Now the publication is asking readers to donate $90,000 by the end of the month to stay alive.
Matthew Rothschild, the magazine’s editor and publisher, says he’s confident the money will come in to meet payroll and pay printing, mailing, mortgage and other expenses.
But magazine expert Samir Husni, director of the Magazine Innovation Center at the University of Mississippi, says the 11th-hour appeal signals a tough future for the Madison-based publication.
“If you need $90,000 now you’re in big trouble,” Husni said. “You can’t tell me that you need $90,000 now but after two weeks you’re in good shape.”
Founded by Sen. Robert La Follette in 1909, the Progressive has developed a national reputation as a scrappy monthly journal known for opposition to corporate power and U.S. military intervention across the globe while championing civil liberties and left-wing causes.
Its anniversary celebration here in May drew actor and environmental activist Robert Redford as the keynote speaker along with the Rev. Jesse Jackson and others.
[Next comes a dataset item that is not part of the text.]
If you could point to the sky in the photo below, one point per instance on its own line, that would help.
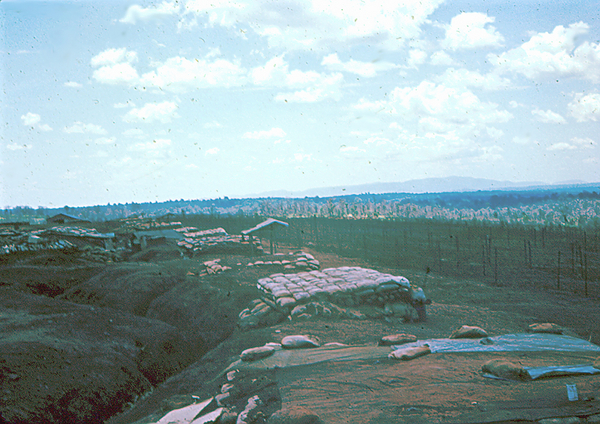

With a history intertwined with the city’s, the Progressive’s leftist voice is one “a lot of people in Madison pay attention to,” said Katy Culver, a journalism teacher at UW-Madison.
The magazine has 46,500 paid subscribers, Rothschild said.
Rothschild issued the appeal Monday, saying in a letter and in a posting on the magazine’s Web site that the magazine had only $40,000 of the $130,000 it needed to “keep going” by paying its bills and meeting payroll at the end of the month.
He said one person has been laid off, other employees have had their hours reduced and staff members have taken pay cuts.
In the first 36 hours after the appeal went out, the magazine raised $12,000 and received other pledges — a comforting response that makes Rothschild believe the magazine will survive, he said.
“The readers of the Progressive won’t let the Progressive die,” Rothschild said. “That’s the story of this little magazine for the last 100 years.”
But Husni said the Progressive and other political magazines will always have financial trouble without a consistent form of revenue, notably the interest earnings on an endowment.
He cited Harper’s, a liberal magazine supported by the independent Harper’s Magazine Foundation. Rothschild said the Progressive doesn’t have a foundation that generates interest income.